Rocky, your observations are very useful. I'm glad to further discussion on short-to-intermediate term Oil - moreover, your view is coincident to Ahmedinajad's "unjustly over-priced!":

  1. What if NatGas next "bounced" big?
  2. Demand destruction and "importance" of only products — agreed.
  3. So short crude based on RBOB; not yet short a second unit based on HO?
  4. The "contango bear indicator" has been obvious throughout NYMEX history; has it been tested over the recent years, since Crude futures (and ETF based on them) became an asset class?
  5. My Elliott Wave log-scale chart allows correction to $50, before Wave 5 ensues.
  6. I am against C.O.T./O.I. techniques' mechanical application. Only a trader with sophisticated understanding of how it confirms/overrules a trading idea should use that coincidental data.
  7. $135 broke one up-trendline — agreed. What put you into a long over $90 through $147.27 — everyone could learn from a detailed explanation!

Rocky Humbert adds:

Anatoly, point by point: 

  1. And what if it didn’t? They call Natgas the “widow maker” for a reason!
  2. Glad we agree.
  3. Philosophically yes. But real life is rarely so easy.
  4. There’s only been one episode where CL swung from backwardation to contango since ETF’s came on the scene.

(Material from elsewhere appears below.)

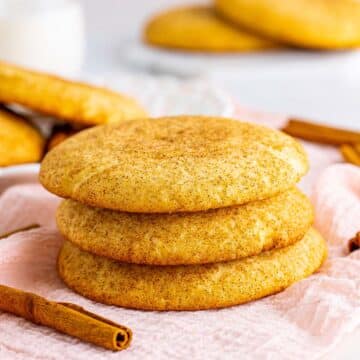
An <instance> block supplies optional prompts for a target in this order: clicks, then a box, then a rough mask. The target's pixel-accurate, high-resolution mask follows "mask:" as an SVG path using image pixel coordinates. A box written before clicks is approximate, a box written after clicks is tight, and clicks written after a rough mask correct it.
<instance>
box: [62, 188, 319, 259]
mask: <svg viewBox="0 0 360 360" xmlns="http://www.w3.org/2000/svg"><path fill="white" fill-rule="evenodd" d="M312 222H313V209H312V206H311V203H310V201H309V199H308V198H307V197H306V196H305V195H304V194H302V193H301V192H300V191H299V190H297V189H296V188H293V189H291V190H288V191H286V192H284V193H281V194H279V195H276V196H274V197H271V198H269V199H266V200H260V201H254V202H250V203H247V204H245V205H241V206H233V207H226V208H221V209H213V210H209V211H201V212H193V213H173V214H134V213H126V212H118V211H113V210H105V209H99V208H94V207H91V206H86V205H84V204H81V203H79V202H77V201H73V200H64V201H63V202H62V203H61V205H60V207H59V208H58V211H57V224H58V228H59V230H60V232H61V233H62V234H63V235H64V236H65V238H66V239H68V240H69V241H71V242H73V243H74V244H76V245H77V246H79V247H80V248H81V249H83V250H85V251H89V252H91V253H94V254H97V255H101V256H105V257H108V258H112V259H114V260H118V261H122V262H126V263H135V264H148V265H185V264H205V263H211V262H219V261H229V260H234V259H239V258H243V257H247V256H253V255H257V254H259V253H260V252H262V251H266V250H270V249H273V248H281V247H285V246H288V245H291V244H293V243H295V242H296V241H298V240H300V239H301V238H302V237H303V236H304V235H305V233H306V232H307V230H308V229H309V227H310V226H311V224H312Z"/></svg>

That was Dec 2004 to Dec 2005. And although the nominal price went nowhere, longs lost money net of the roll cost. So, not enough data. But, putting on my bond hat for a second, positive carry really does matter.
  5. Cool. Then let’s stop chatting, you need to call your broker and go limit short.
  6. OK. I think the upstairs/offshore mkts plus the ETF’s have made these stats less useful. Also note that some people think that aggressively buying a heavily shorted STOCK is a way to squeeze shorts and make money. Other people believe that the shorts are smarter than the longs in individual stocks. In all events, I avoid using tools which are open to interpretation. I’m just not smart enough to figure them out.
  7. There are still Donchian systems out there. BUT …. even a blind squirrel sometimes finds a nut too. As a college math book might say, “the proof is left to the reader.” Hence you can decide whether it’s a blind squirrel or a useful system. Vic, Laurel and many readers of DailySpec are philosophically opposed to static systems … and I’d rather remain coy rather than risk being pilloried or laughed at. Let’s leave it at that please.